An End
In the last few days of lingering summer heat I finally completed my first journal. Around fifty entries over a hundred pages took just over four years to fill. I had expected to be on my third or fourth by now, but I've never been great at judging distances. Measurements of time or space or even the emotional distance between me and my friends all seem fuzzy to me; it all exists within the tiny distance between my ears. Maybe twenty centimeters?
Time is perhaps the most difficult to judge. I'm 25 now. I started my journal at 21. Four years is not an adequate description of the distance between the present and the time when I started my journal. It says very little to me about the connections between one period of time and another. I have always been 25, and I have always been dreading the steady passage of time.
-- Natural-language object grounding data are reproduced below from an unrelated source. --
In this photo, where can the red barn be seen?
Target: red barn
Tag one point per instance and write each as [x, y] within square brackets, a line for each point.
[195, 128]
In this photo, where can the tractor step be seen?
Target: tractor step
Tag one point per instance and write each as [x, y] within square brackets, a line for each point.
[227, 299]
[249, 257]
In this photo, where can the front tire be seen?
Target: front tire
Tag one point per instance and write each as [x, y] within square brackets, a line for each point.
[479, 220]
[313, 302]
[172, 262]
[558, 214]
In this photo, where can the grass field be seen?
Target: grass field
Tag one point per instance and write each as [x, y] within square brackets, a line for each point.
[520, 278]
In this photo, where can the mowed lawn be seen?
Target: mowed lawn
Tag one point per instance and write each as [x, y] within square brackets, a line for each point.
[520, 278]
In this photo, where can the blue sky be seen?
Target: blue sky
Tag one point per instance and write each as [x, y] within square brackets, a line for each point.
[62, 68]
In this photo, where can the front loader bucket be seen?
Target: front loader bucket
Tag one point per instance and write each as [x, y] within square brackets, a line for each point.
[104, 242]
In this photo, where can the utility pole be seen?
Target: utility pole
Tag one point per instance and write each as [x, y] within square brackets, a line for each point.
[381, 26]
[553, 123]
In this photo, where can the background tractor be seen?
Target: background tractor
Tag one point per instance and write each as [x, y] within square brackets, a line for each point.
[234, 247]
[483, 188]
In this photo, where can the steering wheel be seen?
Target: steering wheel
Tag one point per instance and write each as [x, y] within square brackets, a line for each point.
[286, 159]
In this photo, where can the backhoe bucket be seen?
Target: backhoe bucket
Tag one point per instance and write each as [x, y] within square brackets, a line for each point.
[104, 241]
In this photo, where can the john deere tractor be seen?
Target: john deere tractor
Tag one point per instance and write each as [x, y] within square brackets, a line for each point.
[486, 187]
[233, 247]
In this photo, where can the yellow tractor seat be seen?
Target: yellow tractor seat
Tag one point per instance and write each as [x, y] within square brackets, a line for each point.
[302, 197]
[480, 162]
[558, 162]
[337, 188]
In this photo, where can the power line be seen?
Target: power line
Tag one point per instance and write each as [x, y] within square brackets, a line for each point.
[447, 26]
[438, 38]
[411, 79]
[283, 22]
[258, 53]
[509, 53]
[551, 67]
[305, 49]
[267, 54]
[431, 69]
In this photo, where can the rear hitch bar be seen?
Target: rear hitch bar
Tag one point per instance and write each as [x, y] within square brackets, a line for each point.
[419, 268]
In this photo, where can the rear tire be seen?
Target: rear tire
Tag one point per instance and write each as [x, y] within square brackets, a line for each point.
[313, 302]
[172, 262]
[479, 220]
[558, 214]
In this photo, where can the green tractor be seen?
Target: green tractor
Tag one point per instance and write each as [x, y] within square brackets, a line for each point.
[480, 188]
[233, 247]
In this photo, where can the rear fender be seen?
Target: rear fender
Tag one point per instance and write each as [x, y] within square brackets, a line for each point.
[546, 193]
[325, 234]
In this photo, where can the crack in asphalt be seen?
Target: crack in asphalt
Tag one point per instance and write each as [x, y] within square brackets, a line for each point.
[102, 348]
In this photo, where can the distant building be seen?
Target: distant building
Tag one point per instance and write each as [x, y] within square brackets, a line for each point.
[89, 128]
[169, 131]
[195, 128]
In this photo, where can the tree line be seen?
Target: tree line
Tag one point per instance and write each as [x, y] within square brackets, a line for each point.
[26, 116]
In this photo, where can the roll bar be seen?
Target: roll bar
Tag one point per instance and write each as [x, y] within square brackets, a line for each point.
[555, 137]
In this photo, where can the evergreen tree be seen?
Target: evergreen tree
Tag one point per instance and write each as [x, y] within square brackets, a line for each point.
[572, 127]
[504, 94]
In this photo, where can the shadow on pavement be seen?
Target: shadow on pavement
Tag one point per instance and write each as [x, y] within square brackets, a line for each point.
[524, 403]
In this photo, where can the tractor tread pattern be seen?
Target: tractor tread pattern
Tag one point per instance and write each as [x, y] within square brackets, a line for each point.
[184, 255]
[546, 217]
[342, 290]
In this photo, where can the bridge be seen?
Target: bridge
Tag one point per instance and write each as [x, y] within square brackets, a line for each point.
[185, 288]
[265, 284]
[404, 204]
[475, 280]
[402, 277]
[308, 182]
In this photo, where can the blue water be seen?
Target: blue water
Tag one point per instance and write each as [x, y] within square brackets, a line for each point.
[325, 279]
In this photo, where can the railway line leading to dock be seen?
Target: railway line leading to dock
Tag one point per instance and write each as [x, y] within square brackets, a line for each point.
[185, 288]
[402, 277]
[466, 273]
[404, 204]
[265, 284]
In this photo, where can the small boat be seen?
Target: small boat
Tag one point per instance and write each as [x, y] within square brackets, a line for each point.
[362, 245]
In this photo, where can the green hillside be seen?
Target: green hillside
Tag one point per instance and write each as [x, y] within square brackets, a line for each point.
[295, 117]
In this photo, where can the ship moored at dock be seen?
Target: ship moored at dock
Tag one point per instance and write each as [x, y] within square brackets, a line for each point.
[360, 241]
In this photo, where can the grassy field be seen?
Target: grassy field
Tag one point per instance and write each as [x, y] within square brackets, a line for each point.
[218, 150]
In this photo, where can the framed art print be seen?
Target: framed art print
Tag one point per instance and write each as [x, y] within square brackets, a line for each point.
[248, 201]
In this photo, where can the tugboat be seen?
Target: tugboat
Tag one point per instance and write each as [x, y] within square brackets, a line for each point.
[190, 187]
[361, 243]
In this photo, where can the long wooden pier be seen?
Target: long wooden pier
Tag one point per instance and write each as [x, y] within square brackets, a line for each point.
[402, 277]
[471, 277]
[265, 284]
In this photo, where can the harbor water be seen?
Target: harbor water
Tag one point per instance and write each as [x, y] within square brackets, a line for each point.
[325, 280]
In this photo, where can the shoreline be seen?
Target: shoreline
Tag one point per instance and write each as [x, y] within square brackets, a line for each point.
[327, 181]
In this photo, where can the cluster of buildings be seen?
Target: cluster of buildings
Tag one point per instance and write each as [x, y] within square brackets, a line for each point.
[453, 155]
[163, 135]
Early last year, my two beloved roommates informed me that, in a month, they would be moving away to different places. In my mind, I was supposed to live in that home — or at least with those two people — for much longer. Upon hearing the news of our impending disbandment, I disappeared. I interacted very little with anything in the last month of living with my former roommates; I only went to work and when I got home I mostly stayed in my room while distracting myself. I did not look for new places to live or try to cherish the last few precious weeks of living with my chosen family. I had ceased to exist. The time came for them to leave and I have not seen or heard from them since.
In early August, I moved in to a tiny room in a house full of strangers. I had only meant to take around two months at the most to find a place to live, but my partners graciously allowed me to live at their home for over four. There is only one short journal entry within those four months when I lived in a different country and with new people, and the single entry was about my two former roommates.
A week ago, in mid September, I suddenly reappeared back in my city with a completed journal and living in a tiny room in an old part of town. I reappeared with aspirations and some plans for the future. I want to start writing more. I have always wanted to. There are so many things to start doing. First, I should buy a new journal.